Türk lirasındaki değer kayıplarının olabildiğince seri bir biçimde geri alınabilmesini, muhtemelen Siyasi irade de çok istiyor; bu nedenle maliyet kökenli enflasyon baskısının fiyatlara yansımasını hızlandıracak gelişmelerden kaçınmaya çalışıyor. Temmuz ayında sahne alması beklenen zam yağmurunun önemli bir kısmı farklı yöntemler ile ötelendi. Eğer döviz kurları kalıcı olabilecek şekilde geriler ise, yıllık enflasyondaki zirve seviyesi en geç eylül ayında görülecek ve biraz daha düşük olabilecek. Fakat küresel koşullardaki olumsuz değişimin bu olasılığı azaltması ve sermayeyi yönlendirebilecek kesimlerden gelebilecek bazı emrivakilerin kabul edilemezliği, net bir tavır alınabilmesini engelliyor. Farklı seçenekler yaratma yönündeki çabaları hızlandırmak ihtiyacı ön plana çıkıyor; finansal piyasalar ise söz konusu arayışları hazmedemiyor ve sert tepkiler verebiliyor.

Hemen yukarıda kısmen özetlemeye çalıştığımız gidişat nedeniyle belirsizlikler artıyor. Gündemde ön plana çıkan veya çıkarılan gelişmelere göre, piyasaların ve beklentilerin dalgalanması kaçınılmaz hale geliyor. Hazine ve Maliye Bakanı’nın sağlıklı iletişim tesisi amacına yönelik söylemlerinden umutlanan ve Türk lirasını savunmak amacı ile faizlerin yükseltileceğini varsayan ve bunu fiyatlayan finansal piyasalar haftaya iyimser başlıyor; salı günü beklentileri gerçekleşmeyince tepki veriyor. Bindiği dalı kestiğini fark edince, hafta ortasında Amerikalı rahibin ev hapsine geçişinde ve olumlu sayılabilecek önemsiz konuları abartmakta teselli aramak zorunda kalıyor. Fakat ABD cephesinden gelen tehditler, eğilimler ve beklentilerin yönlendirilebilmesine fırsat vermiyor. Yine bu hafta içinde açıklanan ve toparlanma sinyalleri vermeye başlayan güven endekslerinin yönü de değişiyor!

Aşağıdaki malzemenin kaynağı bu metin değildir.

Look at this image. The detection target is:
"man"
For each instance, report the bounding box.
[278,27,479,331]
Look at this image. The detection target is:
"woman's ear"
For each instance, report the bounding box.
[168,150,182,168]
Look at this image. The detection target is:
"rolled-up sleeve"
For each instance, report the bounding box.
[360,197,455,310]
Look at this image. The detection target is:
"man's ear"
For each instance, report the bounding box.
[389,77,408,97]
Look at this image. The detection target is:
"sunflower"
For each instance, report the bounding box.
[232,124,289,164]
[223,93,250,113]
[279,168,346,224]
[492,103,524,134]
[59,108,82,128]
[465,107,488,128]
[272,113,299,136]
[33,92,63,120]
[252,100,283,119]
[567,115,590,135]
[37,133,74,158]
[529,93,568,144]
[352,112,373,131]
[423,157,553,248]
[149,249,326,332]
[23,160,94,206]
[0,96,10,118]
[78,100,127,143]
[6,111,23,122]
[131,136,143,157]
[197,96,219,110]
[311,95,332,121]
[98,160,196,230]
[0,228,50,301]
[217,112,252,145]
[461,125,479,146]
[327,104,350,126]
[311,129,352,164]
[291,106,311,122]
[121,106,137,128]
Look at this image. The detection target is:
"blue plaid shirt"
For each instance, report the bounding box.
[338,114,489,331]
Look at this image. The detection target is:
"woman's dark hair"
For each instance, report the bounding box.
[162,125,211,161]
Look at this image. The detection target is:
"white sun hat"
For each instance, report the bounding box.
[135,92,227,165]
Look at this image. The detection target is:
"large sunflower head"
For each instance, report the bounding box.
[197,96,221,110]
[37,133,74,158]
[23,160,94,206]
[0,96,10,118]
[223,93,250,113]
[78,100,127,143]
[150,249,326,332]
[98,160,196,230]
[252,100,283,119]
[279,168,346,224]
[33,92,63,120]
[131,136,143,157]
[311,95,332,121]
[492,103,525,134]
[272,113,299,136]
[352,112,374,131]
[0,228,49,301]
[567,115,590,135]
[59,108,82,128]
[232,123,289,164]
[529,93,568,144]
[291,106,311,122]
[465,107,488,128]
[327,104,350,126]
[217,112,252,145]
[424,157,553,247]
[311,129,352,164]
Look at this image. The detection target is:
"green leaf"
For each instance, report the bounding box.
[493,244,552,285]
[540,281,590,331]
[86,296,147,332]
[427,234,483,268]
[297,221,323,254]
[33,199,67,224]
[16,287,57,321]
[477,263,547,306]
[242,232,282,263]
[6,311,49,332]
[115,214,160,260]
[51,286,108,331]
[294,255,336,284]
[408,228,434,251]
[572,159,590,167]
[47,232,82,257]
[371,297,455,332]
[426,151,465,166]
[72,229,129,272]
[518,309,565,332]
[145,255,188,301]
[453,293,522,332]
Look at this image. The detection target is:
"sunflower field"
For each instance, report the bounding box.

Önümüzdeki üç aylık dönem, önceki yıllara göre çok daha sıcak ve yakıcı olabilir! Ekonomide yumuşak iniş olasılığı büyük bir hızla azalıyor ve tahribata neden olabilecek sert çakılma ihtimali güçleniyor. İşsizlik ve enflasyon muhtemelen yükseliş eğiliminde olacak. Küresel koşullar, ekonomimize ilişkin beklentilerde daha belirleyici olmayı sürdürecek. Tüm kesimlerde, az veya çok farklı oranlarda yıpranmalar muhtemelen yaşanacak; ağırlaşmış sorunlar, mevcut yaşam standardının korunabilmesini çok zorlaştıracak ve gelir dağılımındaki bozulma yoğun bir şekilde hissedilecek. Kısa vadeli bakış açılarının etkisi giderek azalacak ve geniş kesimler açısından öncelikler farklılaşacak! Bu eğilimler, ağustos ayı sonunda veya eylül ayı ilk yarısında açıklanması beklenen Orta Vadeli Plan hedefleri ile önceliklerin şekillenmesinde etkili olabilir!